Повторите предыдущие шаги для каждого каркаса, обязательно меняя наконечники между применениями, чтобы избежать неожиданного образования фибринового геля внутри наконечника. Замените крышку пластины и высиживайте каркасы при температуре 37 градусов по Цельсию, 5% углекислого газа и 100% влажности в течение 30 минут. После инкубации заполните каждую лунку одним миллилитром среды DPSC и EC.
Культура в течение одной недели, меняя среду через день. В разные моменты времени во время культивирования извлекайте среду из колодца и визуализруйте конструкции с помощью конфокального микроскопа для изучения развития сосудов или любого другого интересующих параметра. Этот протокол позволяет изготавливать тесселированные строительные леса из фоторезиста СУ-8.
Получены строительные леса с четкой геометрией отсека и высокоточными и воспроизводимыми характеристиками. При традиционном одновременном посеве как эндотелиальных клеток, так и опорных клеток клетки были гомогенно распределены по каркасу, что привело к непредсказуемым и дезорганизованным сосудистым сетям. Напротив, ступенчатое посев клеток привело к высокоорганизованным сосудистым сетям.

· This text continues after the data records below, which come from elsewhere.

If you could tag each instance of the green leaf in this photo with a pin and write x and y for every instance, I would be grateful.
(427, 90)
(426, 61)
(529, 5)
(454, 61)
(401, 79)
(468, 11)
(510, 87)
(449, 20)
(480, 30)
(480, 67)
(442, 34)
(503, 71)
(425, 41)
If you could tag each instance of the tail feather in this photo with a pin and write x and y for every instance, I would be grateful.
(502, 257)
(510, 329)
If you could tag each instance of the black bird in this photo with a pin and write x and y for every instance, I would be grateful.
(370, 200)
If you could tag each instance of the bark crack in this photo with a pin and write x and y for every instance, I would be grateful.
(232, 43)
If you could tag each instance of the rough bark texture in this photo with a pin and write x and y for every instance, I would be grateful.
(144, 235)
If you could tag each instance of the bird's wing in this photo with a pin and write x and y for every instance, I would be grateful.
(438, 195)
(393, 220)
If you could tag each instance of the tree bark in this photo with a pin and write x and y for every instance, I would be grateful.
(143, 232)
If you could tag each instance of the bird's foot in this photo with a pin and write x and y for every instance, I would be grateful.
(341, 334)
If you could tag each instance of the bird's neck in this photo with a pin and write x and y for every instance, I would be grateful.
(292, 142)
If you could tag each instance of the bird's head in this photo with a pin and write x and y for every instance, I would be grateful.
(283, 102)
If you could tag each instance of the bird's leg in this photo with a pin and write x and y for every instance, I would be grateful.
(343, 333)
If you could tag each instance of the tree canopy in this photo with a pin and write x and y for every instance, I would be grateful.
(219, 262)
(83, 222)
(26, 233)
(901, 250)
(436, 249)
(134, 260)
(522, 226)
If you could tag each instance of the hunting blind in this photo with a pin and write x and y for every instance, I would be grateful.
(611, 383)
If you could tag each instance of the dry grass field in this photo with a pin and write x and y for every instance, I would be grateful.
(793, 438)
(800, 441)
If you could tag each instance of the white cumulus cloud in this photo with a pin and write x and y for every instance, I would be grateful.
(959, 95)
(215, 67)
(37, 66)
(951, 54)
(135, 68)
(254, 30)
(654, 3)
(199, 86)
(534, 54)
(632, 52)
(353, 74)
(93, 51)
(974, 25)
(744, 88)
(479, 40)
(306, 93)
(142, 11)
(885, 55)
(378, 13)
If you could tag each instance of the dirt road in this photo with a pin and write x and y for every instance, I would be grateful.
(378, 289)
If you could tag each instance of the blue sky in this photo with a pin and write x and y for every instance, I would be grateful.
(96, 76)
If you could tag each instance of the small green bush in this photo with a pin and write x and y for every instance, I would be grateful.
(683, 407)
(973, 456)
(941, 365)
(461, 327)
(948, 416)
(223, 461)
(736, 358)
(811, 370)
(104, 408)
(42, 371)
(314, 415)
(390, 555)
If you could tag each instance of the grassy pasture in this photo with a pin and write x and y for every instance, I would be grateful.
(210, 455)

При использовании флуоресцентных эндотелиальных клеток сосуды могут быть визуализированы в режиме реального времени. Красные флуоресцентные белки, экспрессивающие эндотелиальные клетки, культивировали на гексагональных каркасах и визуалировали. Поддерживающие клетки были добавлены в первый день, а сосудистые сети были визуализированы через день для количественной оценки развития сосудов.
Для каждой точки времени были сделаны широкие снимки всего каркаса. Рост судна был количественно определен как общая длина и площадь судна. Была выполнена конфокальная визуализация замедленной съемки, позволяющая отслеживать один сосуд с использованием разноцветных эндотелиальных клеток.
Траектория судна была сформирована из замедленной съемки, что позволило наблюдать миграцию судна. Созревание сосудов наблюдалось по наличию гладкомышеского актина и поддерживающих клеток. Для круговых, шестиугольных и квадратных отсеков клетки размножаются и организуются в структуры.
К седьмому дню все формы показали богатую и сложную сосудистую сеть. Изображения с более высоким увеличением показали более плотный актин гладких мышц и присутствие поддерживающих клеток, совместно локализованных с сформированными сосудами, что свидетельствует о рекрутировании и дифференцировки клеток поддержки, окружающих сосудистые структуры. Этот метод может быть использован для изучения поведения трехмерных сосудистых сетей при воздействии различных условий, таких как специфические ингибиторы клеток или в присутствии дополнительных типов клеток.